Manyetik, elektromanyetik alanların özellikleri birçok bakımdan kütle çekime benziyor. En azından Newton kanunları düzeyinde... Uzaklığın karesi ile ters orantılı çekim gücü gibi. Diğer yandan elektromanyetik alan, kütle çekimin aksine çift kutuplu (kütle çekim tek kutuplu).
Bana göre bunun nedeni elektromanyetik kuvvetin, kütle çekiminin bir türevi
( yani kütle çekimin bir durumundan kaynaklanan anlamında) olması.
Çift kutuplu olmasını ise dengeyi kurma olarak ele alıyorum. Şimdi esas sorunuza gelirsek, belirttiğiniz tüm metallerin atomları periyodik cetvelde çok yakınlar. Benzer özellikleri var. Amorf durumdayken mıknatıs özelliği kazanamıyorlar.
Ama kristalize olunca veya özel şartlarda mıknatıs özelliği kazanıyorlar.
Bunu atomların ve moleküllerin diziliş şekline bağlayabiliyoruz. Bu sayede kızgın erimiş demir ( ya da krom, kobalt) den elektrik akımı geçirirsek, sıvı metal içinde polarlaşma sağlayarak mıknatıs üretebiliyoruz.
Ya da toplu iğne gibi küçükleri uzun süre mıknatısla tutarak, (kütlesine oranla yoğun bir manyetik alanda) geçici mıknatıs özelliği kazandırabiliyoruz. Bu süre zarfında toplu iğne erimemiş olmasına rağmen, maruz kaldığı manyetik alan; kuantum durumları ve entropi’nin sürekliliği ile madde içi hareketlilik sürüyor. Atomları düzen almaya zorluyor. Ancak mıknatıs uzaklaştıktan sonra, entropi bu düzeni kısa sürede bozuyor. Buraya kadar "nasıl?" kısmını cevapladım.
"Neden?" kısmı biraz daha karmaşık... Şahsi bakış içeriyor, bilimselliği tartışılır, gene... Vazgeçemediğim zaman dalgalarına bağlıyorum gene... Uzay-zaman genişlerken, zaman'ın uzayın genişleme hızının bir yan türevi olduğunu ve genişlemenin, bir önceki genişlemeyle oransal olduğunu, her genişlemenin dalgasal bir enerji yayılımına neden olduğunu iddia etmiştim.
Yani evren sürekli dalgasal bir enerji ile taranıyor. Bu dalgalar, cisimlerde kütlenin oluşmasında ana rolü üstleniyor.

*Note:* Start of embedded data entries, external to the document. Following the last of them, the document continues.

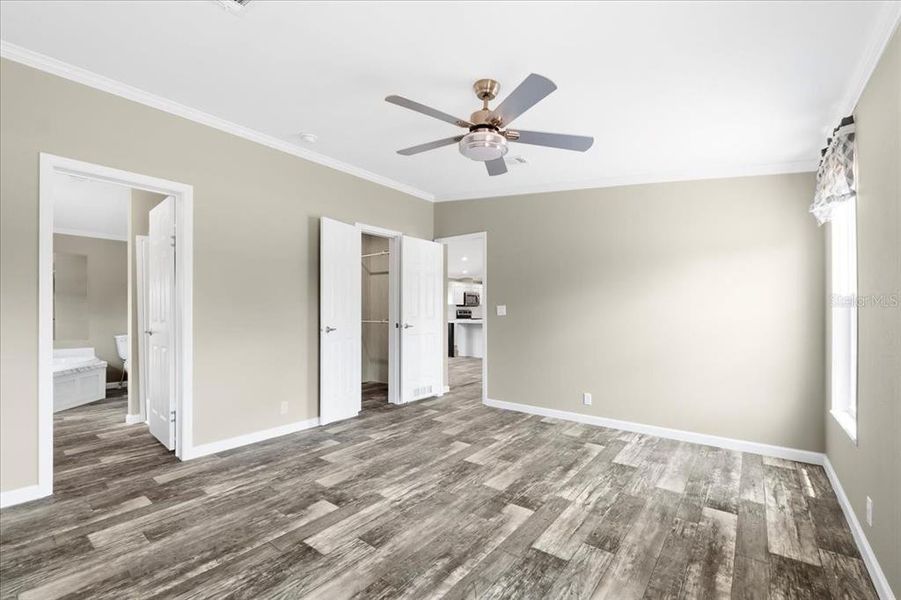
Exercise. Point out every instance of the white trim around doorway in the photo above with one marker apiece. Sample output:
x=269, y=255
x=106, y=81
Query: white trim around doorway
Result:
x=481, y=235
x=51, y=165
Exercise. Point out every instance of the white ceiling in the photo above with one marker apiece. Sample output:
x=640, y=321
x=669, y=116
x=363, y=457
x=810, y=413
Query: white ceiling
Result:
x=90, y=208
x=464, y=259
x=669, y=90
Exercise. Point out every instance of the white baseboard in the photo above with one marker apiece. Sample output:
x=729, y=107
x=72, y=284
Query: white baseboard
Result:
x=880, y=582
x=25, y=494
x=249, y=438
x=795, y=454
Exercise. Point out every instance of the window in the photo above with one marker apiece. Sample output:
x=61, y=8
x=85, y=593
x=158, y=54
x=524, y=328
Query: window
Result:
x=844, y=315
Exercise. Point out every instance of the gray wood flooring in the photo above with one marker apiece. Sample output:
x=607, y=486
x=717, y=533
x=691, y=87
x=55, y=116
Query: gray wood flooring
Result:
x=441, y=498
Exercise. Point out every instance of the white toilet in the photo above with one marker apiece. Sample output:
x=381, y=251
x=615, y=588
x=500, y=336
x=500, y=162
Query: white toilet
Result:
x=122, y=350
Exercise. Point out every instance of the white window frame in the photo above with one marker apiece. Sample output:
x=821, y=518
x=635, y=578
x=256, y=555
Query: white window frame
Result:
x=843, y=309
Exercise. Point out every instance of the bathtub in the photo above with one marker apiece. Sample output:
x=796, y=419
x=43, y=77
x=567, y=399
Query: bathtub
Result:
x=79, y=377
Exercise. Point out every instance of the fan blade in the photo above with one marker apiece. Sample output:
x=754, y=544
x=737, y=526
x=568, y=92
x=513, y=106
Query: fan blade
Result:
x=580, y=143
x=530, y=92
x=430, y=146
x=428, y=110
x=496, y=166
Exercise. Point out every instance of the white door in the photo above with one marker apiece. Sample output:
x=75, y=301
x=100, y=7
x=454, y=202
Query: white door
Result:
x=161, y=320
x=340, y=321
x=139, y=385
x=422, y=318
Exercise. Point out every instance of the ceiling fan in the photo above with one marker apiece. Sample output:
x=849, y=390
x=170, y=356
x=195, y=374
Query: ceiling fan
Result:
x=487, y=139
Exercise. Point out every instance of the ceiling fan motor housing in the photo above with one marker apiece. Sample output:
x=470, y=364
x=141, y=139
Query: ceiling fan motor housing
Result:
x=483, y=145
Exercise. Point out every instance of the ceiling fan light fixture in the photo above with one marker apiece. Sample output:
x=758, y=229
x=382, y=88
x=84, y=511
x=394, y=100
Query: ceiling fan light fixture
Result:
x=483, y=145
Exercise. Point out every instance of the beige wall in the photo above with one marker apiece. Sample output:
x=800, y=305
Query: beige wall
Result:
x=138, y=224
x=694, y=306
x=375, y=307
x=106, y=309
x=873, y=467
x=256, y=239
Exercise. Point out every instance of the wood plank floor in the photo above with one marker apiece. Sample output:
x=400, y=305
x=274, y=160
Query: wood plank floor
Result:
x=441, y=498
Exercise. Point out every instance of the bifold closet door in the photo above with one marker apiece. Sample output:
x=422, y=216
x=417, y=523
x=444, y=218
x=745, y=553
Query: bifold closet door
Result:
x=340, y=315
x=422, y=318
x=161, y=323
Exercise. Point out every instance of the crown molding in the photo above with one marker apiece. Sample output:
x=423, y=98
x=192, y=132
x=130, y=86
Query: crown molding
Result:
x=94, y=80
x=805, y=166
x=890, y=16
x=886, y=24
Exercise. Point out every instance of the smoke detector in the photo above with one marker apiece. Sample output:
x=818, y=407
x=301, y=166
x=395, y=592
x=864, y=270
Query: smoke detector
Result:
x=234, y=6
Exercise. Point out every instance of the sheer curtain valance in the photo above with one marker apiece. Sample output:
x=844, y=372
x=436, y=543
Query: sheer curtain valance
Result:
x=836, y=181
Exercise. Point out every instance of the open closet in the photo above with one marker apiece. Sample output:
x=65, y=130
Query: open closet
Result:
x=375, y=328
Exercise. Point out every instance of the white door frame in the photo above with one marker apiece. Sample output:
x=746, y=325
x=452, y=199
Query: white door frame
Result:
x=51, y=165
x=481, y=235
x=394, y=238
x=141, y=242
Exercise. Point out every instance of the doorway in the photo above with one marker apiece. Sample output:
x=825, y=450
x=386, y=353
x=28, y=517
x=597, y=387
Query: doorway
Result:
x=381, y=319
x=376, y=323
x=466, y=303
x=169, y=265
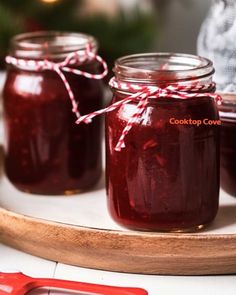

Ayrıca bu dalgalar, belirli bir düzen içinde toplanmış atomlara denk geldiği zaman, kırılarak girişime neden oluyor. Yani kaba tabirle bu dalgalar maddenin bir tarafından giriyor, diğer taraftan yoluna devam ediyor. Ancak içinden geçtiği ortamın yoğunluğu ve düzeni ile bu dalgaların bir kısmı kırılıyor ve farklı bir frekans üzerinden (ya da belki salınım yaptığı bir boyutu kaybederek) farklı bir yöne olacak şekilde maddeden ayrılıyor. (Eğer haklıysam, bilgim yok bu konuda, manyetik alanın “zaman”ı bir miktar etkilemesi lazım. Nasıl ölçülür bilemiyorum.) Ancak bu dalgalanma hareketinin tamamlayıcı gerekiyor. Yani sürekliliği olması için kutup gerekiyor. Ki sonunda kritik denge dediğimiz durumda sistem dengesine oturabilsin. Biz bunu elektromanyetik alan-mıknatıs olarak ölçümlüyoruz.
Bu düşünceye varmam da, normal ışıktan kristal ya da çeşitli homojen maddelerle lazer ışını üretim tekniklerinin de epey katkısı oldu. Bazı yönlerden benzer ilkeler ve etkiler söz konusu... Mıknatısın çekmesine gelince, oluşan bu dalgaların birbirlerini nötrleyecek (kritik-mükemmel denge) konuma yönelmeleri diyebilirim. (Ama açıkçası, niye çektiğini şu ana kadar hiç sorgulamamıştım.) Nasıl çektiği, mekanizmanın nasıl olduğu hakkında biraz daha inceleme yapmama lazım.